Noncircular gears are not a mere mathematical curiosity with limited practical utility. They were first sketched by Leonardo da Vinci around 1500 and have since found their way into a variety of useful applications. In the 18th century, noncircular gears were used in flow pumps, clocks, music boxes, toys, and other devices. Early publications on the gear type in the 19th century by Hamnet Holditch (1842), Henry T. Brown (1871), and Franz Reuleaux (1875) helped evolve the field of kinematics. First introduced by Uno Ollson in his book Non-Circular Bevel Gear in 1959, the noncircular bevel gear has remained obscure due to the complex geometry. Even though more and more publications are available on noncircular gears, the knowledge is, especially compared to cylindrical gears, still very limited. But in the last decade, there has been an increased interest in the field of noncircular gears due to certain advantages they have over circular gears.
In 2009, Cambridge University Press published a comprehensive overview titled Noncircular Gears: Design and Generation by Faydor L. Litvin, Alfonso Fuentes-Aznar, Ignacio Gonzalez-Perez, and Kenichi Hayasaka. The book applies modern theories of gearing to the design and manufacture of the main types of noncircular gears: conventional and modified elliptical gears, eccentric gears, oval gears, gears with lobes, and twisted gears. It even goes so far as to speculate methods of generating noncircular gears by developing methods akin to those applied to the generation of circular gears and aims to extend the application of noncircular gear drives in mechanisms and industry.
As additive manufacturing, novel alloys, and other technologies mature they will allow greater manufacturability and exploit the unique mechanical features noncircular gears have to offer. Historical applications have included textile machines, nonlinear potentiometer drives, Geneva indexing devices, continuously variable transmissions (CVTs), window-shade panel drives, mechanical presses, flow meters, and high-torque hydraulic engines. A circular gear set is designed to roll together without slip and optimized to transmit torque to another engaged member with minimum noise and wear and maximum efficiency, whereas a noncircular gear’s main objective might be ratio variations, axle displacement oscillations, and other modifications and configurations to achieve dynamic forms of utility. Because of the complex geometry, noncircular gears typically have a straight-toothed elliptical form and are manufactured by molding or sintering as opposed to conventional forms of gear generation.

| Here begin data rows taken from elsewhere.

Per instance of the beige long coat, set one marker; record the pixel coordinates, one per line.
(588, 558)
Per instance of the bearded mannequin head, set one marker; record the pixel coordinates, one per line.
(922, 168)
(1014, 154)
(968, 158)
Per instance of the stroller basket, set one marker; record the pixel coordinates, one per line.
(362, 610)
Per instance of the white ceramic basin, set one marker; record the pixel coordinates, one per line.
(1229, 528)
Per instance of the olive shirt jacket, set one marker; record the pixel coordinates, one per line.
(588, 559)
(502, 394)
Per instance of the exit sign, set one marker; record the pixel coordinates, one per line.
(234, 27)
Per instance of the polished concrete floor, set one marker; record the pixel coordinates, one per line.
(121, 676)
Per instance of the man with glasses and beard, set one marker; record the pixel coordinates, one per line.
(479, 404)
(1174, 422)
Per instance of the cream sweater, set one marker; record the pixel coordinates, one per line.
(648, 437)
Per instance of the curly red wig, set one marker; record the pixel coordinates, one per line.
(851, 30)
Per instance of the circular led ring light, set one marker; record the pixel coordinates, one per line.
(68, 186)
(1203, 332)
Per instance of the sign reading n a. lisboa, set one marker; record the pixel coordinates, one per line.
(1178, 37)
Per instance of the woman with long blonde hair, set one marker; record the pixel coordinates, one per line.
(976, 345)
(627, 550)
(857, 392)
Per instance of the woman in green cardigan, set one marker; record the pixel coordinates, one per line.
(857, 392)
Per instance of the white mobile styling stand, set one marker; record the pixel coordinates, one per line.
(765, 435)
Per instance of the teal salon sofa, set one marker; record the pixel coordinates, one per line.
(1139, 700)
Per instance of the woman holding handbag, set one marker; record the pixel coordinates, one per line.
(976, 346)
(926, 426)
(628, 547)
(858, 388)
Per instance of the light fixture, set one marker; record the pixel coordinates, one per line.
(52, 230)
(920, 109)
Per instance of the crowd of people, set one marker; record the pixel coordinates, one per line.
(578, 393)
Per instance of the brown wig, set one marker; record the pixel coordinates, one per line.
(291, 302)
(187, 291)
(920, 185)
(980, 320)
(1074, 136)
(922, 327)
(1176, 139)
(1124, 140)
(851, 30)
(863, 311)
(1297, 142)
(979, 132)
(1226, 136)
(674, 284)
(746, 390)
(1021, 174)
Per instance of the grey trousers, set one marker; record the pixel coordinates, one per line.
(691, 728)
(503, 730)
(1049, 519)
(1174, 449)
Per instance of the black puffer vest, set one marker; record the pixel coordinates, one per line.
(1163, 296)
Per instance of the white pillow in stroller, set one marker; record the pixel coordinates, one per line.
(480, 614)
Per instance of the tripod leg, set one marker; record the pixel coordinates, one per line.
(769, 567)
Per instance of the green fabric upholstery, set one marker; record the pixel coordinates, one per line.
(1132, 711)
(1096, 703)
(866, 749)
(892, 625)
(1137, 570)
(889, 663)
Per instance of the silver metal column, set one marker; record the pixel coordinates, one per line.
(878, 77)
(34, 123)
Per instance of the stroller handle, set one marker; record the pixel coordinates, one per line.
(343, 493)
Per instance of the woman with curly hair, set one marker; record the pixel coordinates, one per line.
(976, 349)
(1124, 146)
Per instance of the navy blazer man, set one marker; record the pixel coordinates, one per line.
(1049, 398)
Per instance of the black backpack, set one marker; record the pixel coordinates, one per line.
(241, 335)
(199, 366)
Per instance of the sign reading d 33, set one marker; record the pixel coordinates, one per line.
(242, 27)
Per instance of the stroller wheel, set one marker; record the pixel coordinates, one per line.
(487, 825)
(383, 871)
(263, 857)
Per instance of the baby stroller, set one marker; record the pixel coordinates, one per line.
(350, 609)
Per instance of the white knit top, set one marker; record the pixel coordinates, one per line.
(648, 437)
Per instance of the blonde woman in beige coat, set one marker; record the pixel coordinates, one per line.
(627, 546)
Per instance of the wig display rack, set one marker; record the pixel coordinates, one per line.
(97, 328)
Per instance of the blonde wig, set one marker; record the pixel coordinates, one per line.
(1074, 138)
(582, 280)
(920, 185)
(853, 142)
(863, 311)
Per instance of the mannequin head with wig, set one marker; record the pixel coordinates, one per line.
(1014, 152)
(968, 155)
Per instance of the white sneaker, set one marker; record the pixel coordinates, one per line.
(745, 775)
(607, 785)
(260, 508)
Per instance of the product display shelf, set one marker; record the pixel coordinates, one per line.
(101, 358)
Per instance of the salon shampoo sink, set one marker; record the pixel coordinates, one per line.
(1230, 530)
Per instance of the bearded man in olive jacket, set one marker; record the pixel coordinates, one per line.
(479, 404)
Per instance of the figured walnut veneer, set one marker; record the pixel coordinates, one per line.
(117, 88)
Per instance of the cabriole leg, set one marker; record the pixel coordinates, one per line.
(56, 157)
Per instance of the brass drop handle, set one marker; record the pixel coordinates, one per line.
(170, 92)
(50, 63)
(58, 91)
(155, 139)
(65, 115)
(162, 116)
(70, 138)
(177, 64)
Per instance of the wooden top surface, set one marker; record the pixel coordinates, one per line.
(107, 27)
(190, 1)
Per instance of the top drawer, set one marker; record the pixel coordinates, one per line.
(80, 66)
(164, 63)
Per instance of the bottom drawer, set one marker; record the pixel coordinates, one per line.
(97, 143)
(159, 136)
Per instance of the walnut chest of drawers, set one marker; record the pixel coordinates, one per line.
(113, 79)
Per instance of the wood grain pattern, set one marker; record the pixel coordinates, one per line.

The design and manufacture of noncircular gears are one of the unicorns of machine technology. Due to the limited technological capabilities of traditional machines and tools, past manufacturing methods were unable to calculate the assumed shape of the tooth line and its profile. Modern manufacturing methods using CNCs allow for the generation of noncircular gears. Development in the field has been slow due to the complicated nature of equations describing noncircular gears which have made their analysis virtually impossible without the aid of computer technology.
Recently, concurrent with the development of more sophisticated design and manufacturing technology, research on this gear type has been reinvigorated. Academics have synthesized the pitch cones for elliptical bevel gears; investigated a tooth profile generation method for noncircular straight bevel gear and high-order involute modified noncircular bevel gear; established a mathematic model for noncircular straight bevel gear based on the spatial meshing theory; and investigated noncircular bevel gear with concave pitch curve. Noncircular gears are increasingly used in practice and further research will eventually examine the geometric and kinematic accuracy, as well as the strength, of noncircular gears manufactured through different methods. Noncircular gears are designed to have variable output loads and speeds. It is also possible to design them with variable center distances. Compared to cylindrical gears, the main advantage of noncircular gears is their potential for EVs, robotics, automation, and other industries where the variable transmission function could be a revolutionary solution.